The court heard how Mrs Yong described being struck and felt Frances “come away from her”.
Several witnesses to the crash, including a firefighter, tried to resuscitate Frances but to no avail.
Mrs Walker told the court that, after he had been arrested, Zambonini said: “I have never hurt anyone in my life and the next thing I’m falling asleep at the wheel because I’m working too hard.”
Mrs Kong, who was not present at the hearing, has been left traumatised by her daughter’s death. Adding to the anguish, Frances’ autistic sister is to this day asking where she is.
On the day of the toddler’s death, the former teacher had three pints of bitter at a pub and was driving to see a friend when he fell asleep at the wheel.
A breathalyser at the scene and a blood test later put him over the limit.
Zambonini had been prescribed lithium, which is often used as a mood stabiliser for those suffering from bi-polar disorder or depression.
He had been taking the drug while drinking on the day of the crash.
After the collision he remained at the scene and was seen weeping in his car.
Once in police questioning, Zambonini said he “wanted to get 14 years” – the maximum prison sentence for death by dangerous driving.
In mitigation, the court heard of his previous good character and charitable work in Royston.
Minka Braun, defending, told the court about the state he was in after the collision.

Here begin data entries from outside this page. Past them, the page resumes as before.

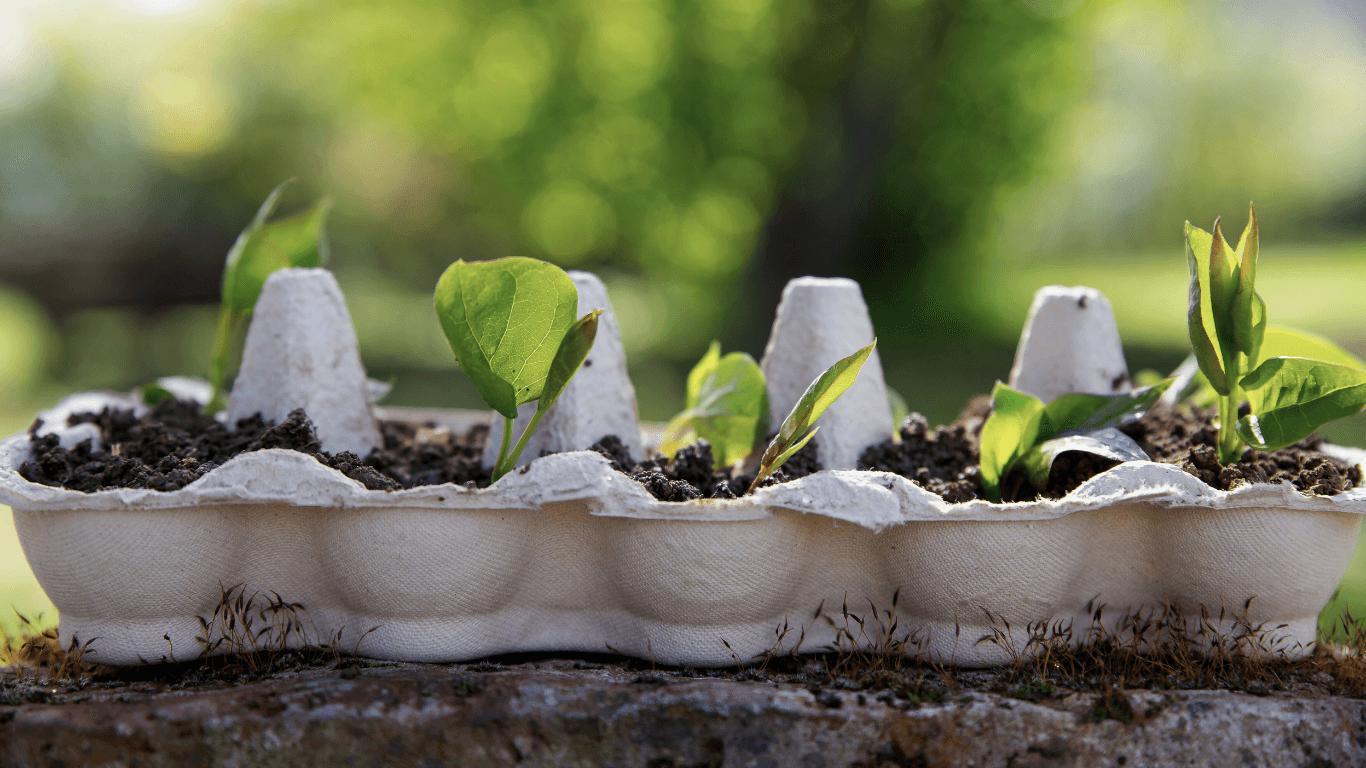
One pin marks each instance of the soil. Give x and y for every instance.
(174, 444)
(945, 461)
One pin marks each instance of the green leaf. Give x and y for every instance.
(1198, 246)
(1088, 413)
(1021, 421)
(574, 350)
(504, 321)
(1109, 443)
(820, 395)
(700, 372)
(1291, 398)
(153, 394)
(1223, 286)
(261, 249)
(1284, 342)
(1249, 308)
(727, 407)
(1008, 433)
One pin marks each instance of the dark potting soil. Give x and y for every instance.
(693, 473)
(945, 461)
(174, 444)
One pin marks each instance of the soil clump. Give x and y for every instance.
(174, 444)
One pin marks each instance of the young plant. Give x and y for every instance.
(799, 425)
(1309, 383)
(511, 327)
(727, 406)
(1225, 319)
(1025, 432)
(261, 249)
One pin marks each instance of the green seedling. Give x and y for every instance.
(727, 406)
(1294, 383)
(799, 425)
(1025, 432)
(261, 249)
(511, 327)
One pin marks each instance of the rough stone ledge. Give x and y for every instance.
(582, 714)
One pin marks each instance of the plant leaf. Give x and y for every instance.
(727, 407)
(1109, 443)
(506, 320)
(1294, 396)
(1082, 413)
(1223, 286)
(1198, 243)
(700, 372)
(1249, 308)
(574, 350)
(1008, 433)
(261, 249)
(1286, 342)
(820, 395)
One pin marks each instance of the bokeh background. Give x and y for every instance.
(950, 155)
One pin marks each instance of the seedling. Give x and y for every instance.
(727, 406)
(823, 392)
(261, 249)
(511, 327)
(1025, 432)
(1309, 384)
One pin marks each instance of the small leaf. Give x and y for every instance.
(1223, 286)
(1109, 443)
(820, 395)
(1083, 413)
(727, 407)
(261, 249)
(153, 394)
(1249, 309)
(1008, 433)
(504, 321)
(1198, 245)
(574, 350)
(1286, 342)
(1291, 398)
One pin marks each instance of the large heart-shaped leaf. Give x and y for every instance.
(506, 320)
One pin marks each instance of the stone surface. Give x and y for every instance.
(301, 353)
(597, 402)
(821, 320)
(1070, 345)
(566, 714)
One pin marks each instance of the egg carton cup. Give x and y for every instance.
(568, 555)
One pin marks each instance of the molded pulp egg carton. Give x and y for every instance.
(566, 554)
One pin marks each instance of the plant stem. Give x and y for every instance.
(1230, 444)
(219, 365)
(517, 451)
(503, 450)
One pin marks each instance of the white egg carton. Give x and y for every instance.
(568, 555)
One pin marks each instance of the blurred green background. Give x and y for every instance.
(951, 155)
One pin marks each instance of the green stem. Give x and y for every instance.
(521, 443)
(503, 450)
(219, 365)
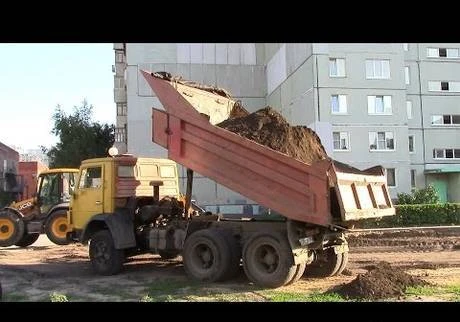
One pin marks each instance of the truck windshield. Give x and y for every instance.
(49, 190)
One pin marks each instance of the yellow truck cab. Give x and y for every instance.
(110, 190)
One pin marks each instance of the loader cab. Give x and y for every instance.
(55, 187)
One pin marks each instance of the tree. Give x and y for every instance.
(426, 195)
(79, 137)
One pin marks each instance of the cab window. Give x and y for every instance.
(91, 178)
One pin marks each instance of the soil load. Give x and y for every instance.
(268, 127)
(381, 281)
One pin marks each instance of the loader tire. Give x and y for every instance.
(168, 254)
(11, 228)
(207, 256)
(27, 239)
(56, 227)
(105, 258)
(327, 264)
(267, 260)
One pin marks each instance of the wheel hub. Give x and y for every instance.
(6, 228)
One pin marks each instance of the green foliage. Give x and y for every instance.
(57, 297)
(419, 215)
(79, 137)
(426, 195)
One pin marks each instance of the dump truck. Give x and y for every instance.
(21, 223)
(316, 202)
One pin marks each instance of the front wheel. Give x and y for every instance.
(56, 227)
(104, 257)
(27, 239)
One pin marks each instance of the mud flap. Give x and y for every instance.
(339, 249)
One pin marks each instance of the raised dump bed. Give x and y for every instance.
(324, 193)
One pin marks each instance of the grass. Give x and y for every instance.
(278, 296)
(57, 297)
(14, 297)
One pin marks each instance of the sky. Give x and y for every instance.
(35, 78)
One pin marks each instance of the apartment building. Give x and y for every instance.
(396, 105)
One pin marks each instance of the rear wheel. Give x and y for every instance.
(56, 227)
(105, 259)
(267, 260)
(27, 239)
(11, 228)
(207, 256)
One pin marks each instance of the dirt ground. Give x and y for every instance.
(36, 272)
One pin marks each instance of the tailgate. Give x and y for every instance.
(361, 194)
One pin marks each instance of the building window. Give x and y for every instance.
(391, 177)
(380, 104)
(443, 86)
(449, 119)
(336, 67)
(122, 109)
(339, 104)
(119, 57)
(443, 53)
(341, 141)
(381, 141)
(446, 153)
(120, 134)
(377, 69)
(409, 109)
(411, 144)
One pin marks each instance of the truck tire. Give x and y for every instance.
(56, 227)
(327, 264)
(27, 239)
(267, 260)
(168, 254)
(298, 273)
(11, 228)
(105, 259)
(207, 256)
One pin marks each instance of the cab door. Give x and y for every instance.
(88, 198)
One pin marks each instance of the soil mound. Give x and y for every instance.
(381, 281)
(268, 127)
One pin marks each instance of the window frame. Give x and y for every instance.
(413, 144)
(335, 59)
(339, 105)
(347, 136)
(394, 177)
(385, 98)
(374, 69)
(385, 140)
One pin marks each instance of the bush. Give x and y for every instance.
(426, 195)
(418, 215)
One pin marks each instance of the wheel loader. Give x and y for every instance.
(21, 223)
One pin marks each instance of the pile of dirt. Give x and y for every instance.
(268, 127)
(381, 281)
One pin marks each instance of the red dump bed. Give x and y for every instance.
(295, 189)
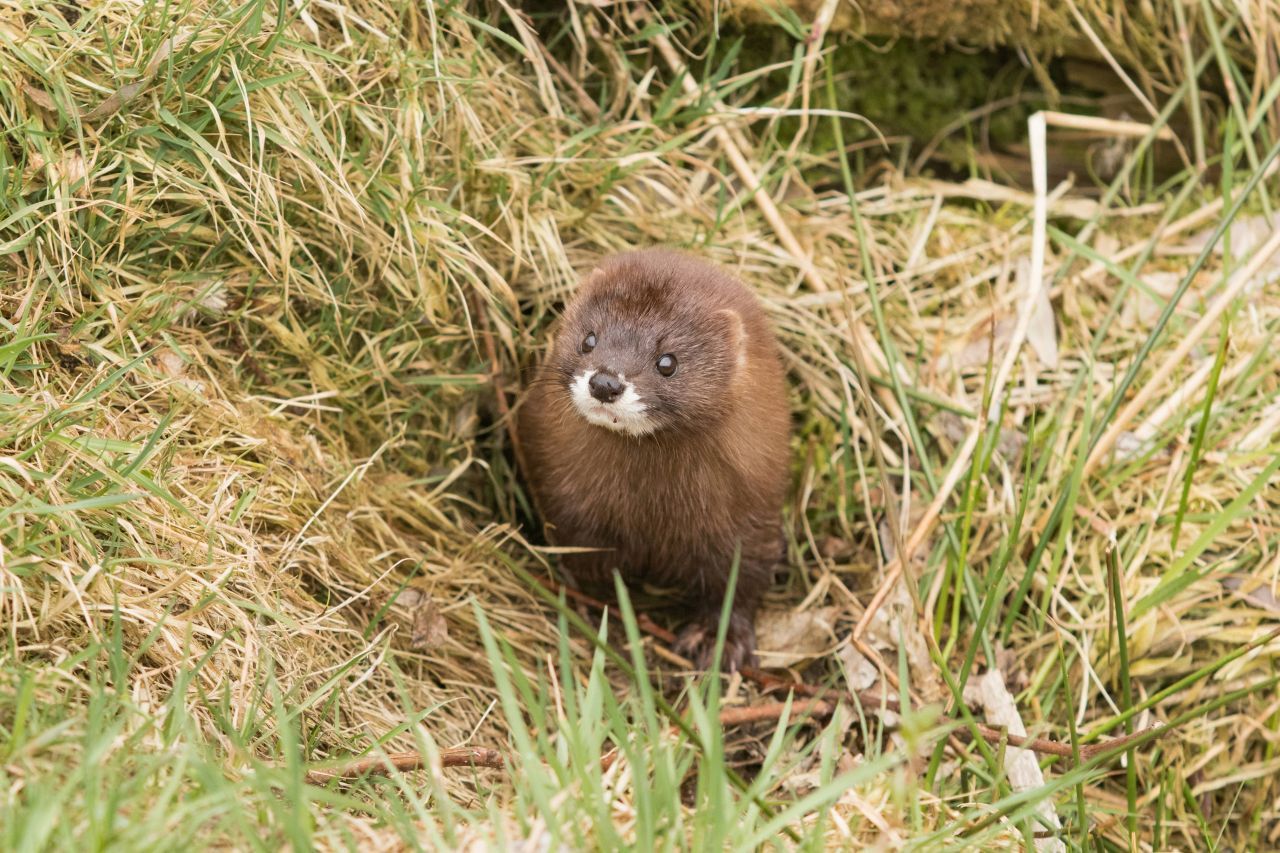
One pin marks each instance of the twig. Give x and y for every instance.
(773, 711)
(407, 761)
(819, 707)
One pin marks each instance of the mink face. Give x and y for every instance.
(640, 352)
(657, 438)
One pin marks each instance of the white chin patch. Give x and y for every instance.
(624, 415)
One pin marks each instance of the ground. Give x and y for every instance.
(273, 276)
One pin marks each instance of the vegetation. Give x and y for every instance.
(272, 273)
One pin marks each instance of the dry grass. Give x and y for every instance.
(255, 495)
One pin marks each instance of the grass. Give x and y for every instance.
(259, 511)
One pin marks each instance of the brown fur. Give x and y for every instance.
(671, 506)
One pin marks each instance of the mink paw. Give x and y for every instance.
(698, 642)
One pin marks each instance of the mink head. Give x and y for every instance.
(650, 343)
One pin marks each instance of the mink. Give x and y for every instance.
(657, 430)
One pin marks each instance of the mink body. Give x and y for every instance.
(658, 429)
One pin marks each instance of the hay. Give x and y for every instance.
(248, 437)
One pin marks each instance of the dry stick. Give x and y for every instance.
(823, 707)
(1239, 281)
(407, 761)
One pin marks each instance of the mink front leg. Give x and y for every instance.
(698, 639)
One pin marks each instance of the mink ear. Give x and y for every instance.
(735, 334)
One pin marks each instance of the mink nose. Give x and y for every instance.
(606, 387)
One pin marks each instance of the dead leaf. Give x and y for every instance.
(430, 630)
(1255, 591)
(1244, 235)
(40, 97)
(786, 637)
(862, 673)
(1020, 765)
(115, 100)
(955, 429)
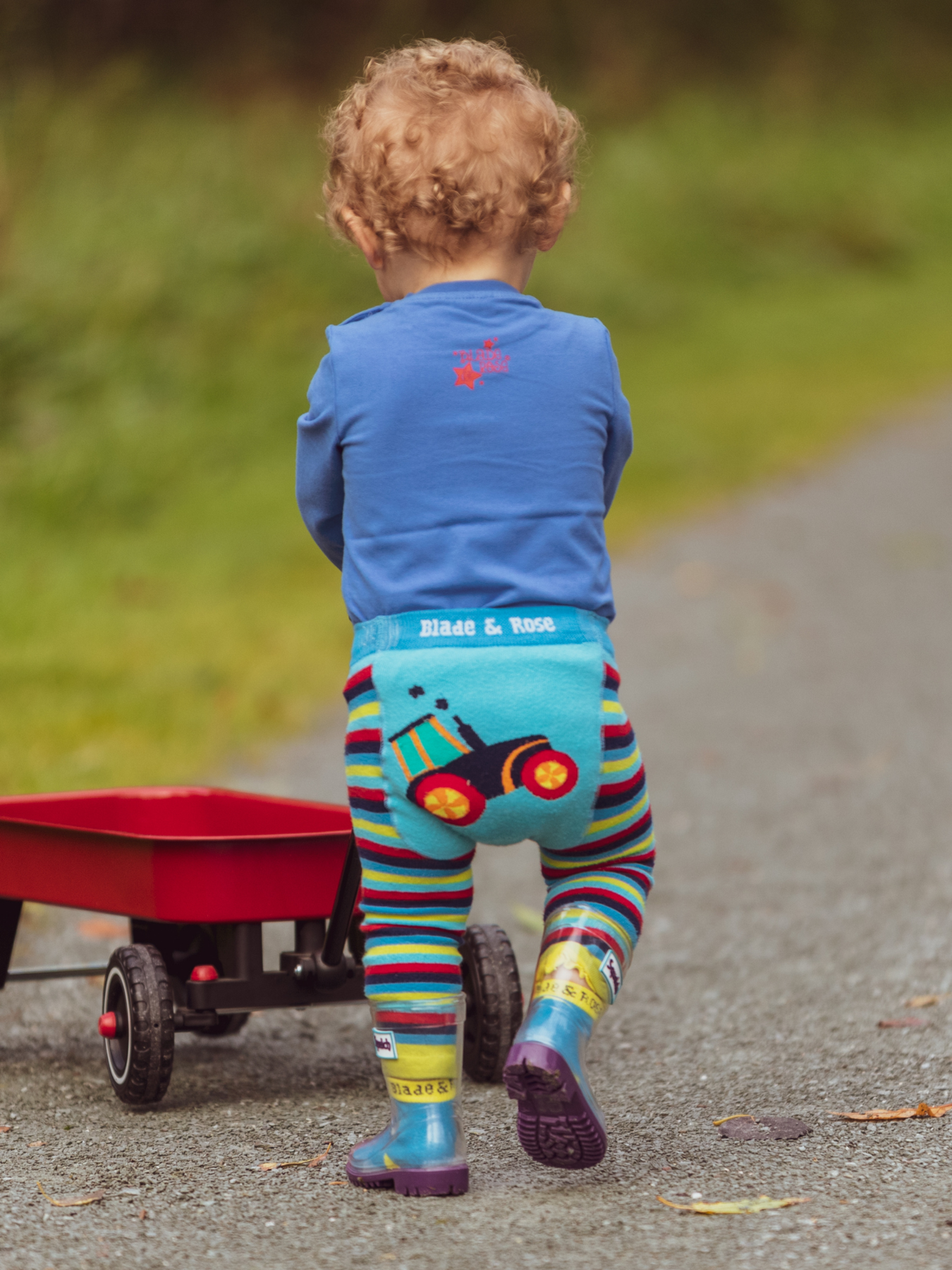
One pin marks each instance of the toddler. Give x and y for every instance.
(461, 450)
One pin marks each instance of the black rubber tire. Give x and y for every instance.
(139, 992)
(226, 1025)
(493, 1001)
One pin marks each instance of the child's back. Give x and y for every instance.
(461, 451)
(480, 438)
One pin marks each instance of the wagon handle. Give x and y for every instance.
(328, 965)
(339, 925)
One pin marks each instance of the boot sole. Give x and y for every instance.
(414, 1181)
(556, 1124)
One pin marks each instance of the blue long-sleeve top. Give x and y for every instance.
(461, 451)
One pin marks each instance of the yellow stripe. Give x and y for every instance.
(425, 883)
(389, 949)
(372, 708)
(615, 821)
(385, 831)
(621, 765)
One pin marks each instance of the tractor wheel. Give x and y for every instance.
(550, 774)
(493, 1001)
(138, 1024)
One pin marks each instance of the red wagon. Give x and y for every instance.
(197, 871)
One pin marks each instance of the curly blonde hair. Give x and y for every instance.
(439, 144)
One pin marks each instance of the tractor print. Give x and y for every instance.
(455, 776)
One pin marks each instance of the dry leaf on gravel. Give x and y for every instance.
(103, 929)
(923, 1111)
(736, 1206)
(314, 1162)
(75, 1202)
(530, 919)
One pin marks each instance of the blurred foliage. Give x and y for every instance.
(612, 56)
(771, 277)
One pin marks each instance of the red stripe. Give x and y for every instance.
(616, 730)
(358, 679)
(621, 787)
(414, 1016)
(371, 795)
(602, 844)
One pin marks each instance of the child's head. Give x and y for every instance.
(444, 149)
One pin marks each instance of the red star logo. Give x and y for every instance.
(466, 375)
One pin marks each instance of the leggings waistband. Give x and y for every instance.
(482, 628)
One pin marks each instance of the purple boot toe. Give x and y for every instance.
(556, 1124)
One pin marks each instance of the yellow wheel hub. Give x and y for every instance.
(551, 775)
(448, 804)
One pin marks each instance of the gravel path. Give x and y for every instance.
(787, 666)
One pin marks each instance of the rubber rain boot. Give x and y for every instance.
(423, 1149)
(580, 969)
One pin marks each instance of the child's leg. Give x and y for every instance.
(594, 908)
(415, 911)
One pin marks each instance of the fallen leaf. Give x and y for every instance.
(738, 1206)
(76, 1202)
(314, 1162)
(764, 1128)
(103, 929)
(530, 919)
(923, 1111)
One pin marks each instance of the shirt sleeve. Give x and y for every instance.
(320, 470)
(620, 444)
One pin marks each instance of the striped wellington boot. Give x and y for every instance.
(580, 968)
(423, 1149)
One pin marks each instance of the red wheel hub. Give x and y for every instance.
(450, 798)
(550, 774)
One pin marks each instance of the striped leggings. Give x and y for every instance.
(417, 887)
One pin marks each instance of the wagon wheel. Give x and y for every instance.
(450, 798)
(138, 1024)
(493, 1001)
(550, 774)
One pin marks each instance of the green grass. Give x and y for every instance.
(774, 282)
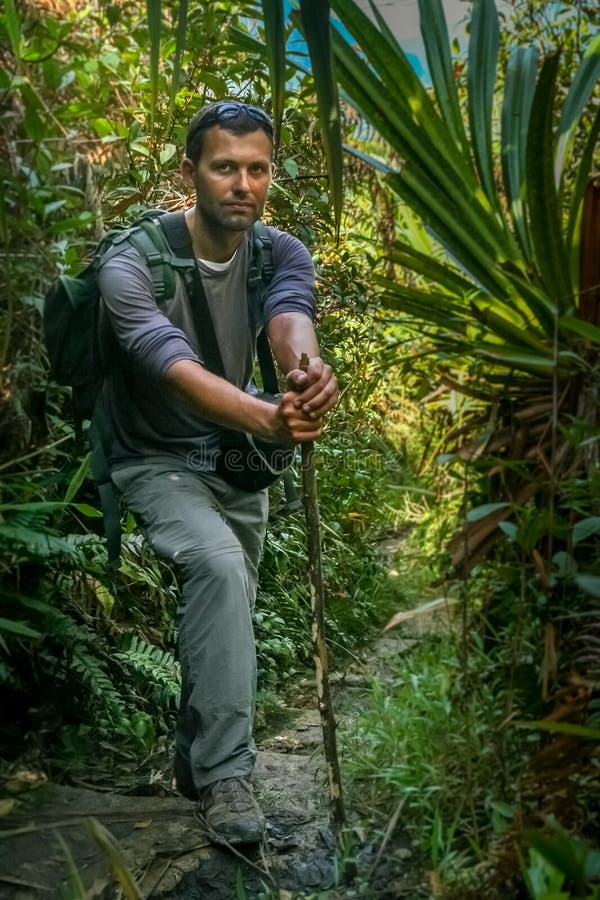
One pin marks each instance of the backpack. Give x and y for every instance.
(77, 343)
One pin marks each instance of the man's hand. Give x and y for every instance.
(312, 394)
(315, 390)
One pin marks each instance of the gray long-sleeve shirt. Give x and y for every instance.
(149, 421)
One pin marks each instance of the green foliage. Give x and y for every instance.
(561, 866)
(96, 104)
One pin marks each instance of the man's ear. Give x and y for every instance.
(187, 170)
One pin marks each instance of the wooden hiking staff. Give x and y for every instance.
(317, 605)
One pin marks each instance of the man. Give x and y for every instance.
(166, 409)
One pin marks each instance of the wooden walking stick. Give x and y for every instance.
(317, 604)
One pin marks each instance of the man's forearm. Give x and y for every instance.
(218, 400)
(291, 335)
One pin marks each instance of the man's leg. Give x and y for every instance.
(214, 534)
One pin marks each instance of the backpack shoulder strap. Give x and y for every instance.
(261, 269)
(260, 274)
(152, 236)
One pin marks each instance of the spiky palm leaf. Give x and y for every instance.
(508, 291)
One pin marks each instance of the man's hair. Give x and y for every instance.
(231, 115)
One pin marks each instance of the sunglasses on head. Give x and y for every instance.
(230, 109)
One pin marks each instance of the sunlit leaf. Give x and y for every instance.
(275, 40)
(154, 13)
(519, 90)
(434, 32)
(542, 200)
(579, 94)
(481, 77)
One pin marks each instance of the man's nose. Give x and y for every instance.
(242, 182)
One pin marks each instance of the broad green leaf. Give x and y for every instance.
(592, 734)
(480, 512)
(275, 40)
(510, 331)
(87, 510)
(430, 268)
(579, 94)
(518, 96)
(114, 859)
(291, 167)
(153, 9)
(13, 27)
(78, 478)
(481, 79)
(465, 242)
(579, 326)
(542, 200)
(245, 42)
(316, 29)
(19, 628)
(459, 203)
(34, 506)
(434, 32)
(585, 528)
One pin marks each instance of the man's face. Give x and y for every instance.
(232, 178)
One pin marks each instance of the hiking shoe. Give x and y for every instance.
(231, 813)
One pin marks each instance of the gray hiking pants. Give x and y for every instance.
(213, 533)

She said: “He was barely able to speak, much less understand or explain ... the situation he found himself in. He was in shock then and remains so.
“Since that day he hasn’t slept and hasn’t been able to perform his daily routine properly.
“He is as sorry as anyone can be for this horrendous accident.”
Sentencing, Judge Anthony Bate said: “You are a 58-year-old retired teacher from north Royston, previously of good character; you had a full clean driving license at the time of this incident.
“Your friends spoke of your record of charity and community work and the impact of the accident upon you.”
PC Martin Longley, from the Bedfordshire and Hertfordshire Roads Policing Unit, who investigated the collision, said: “Our thoughts are with the family of Frances Chin, who have shown tremendous courage throughout what has been an extremely harrowing experience for them.
“The sentence passed reflects the severity of what Carlo Zambonini has done and the consequences driving dangerously have on society.
“Nothing can ever bring Frances back but I hope that the sentence will allow her family some closure.”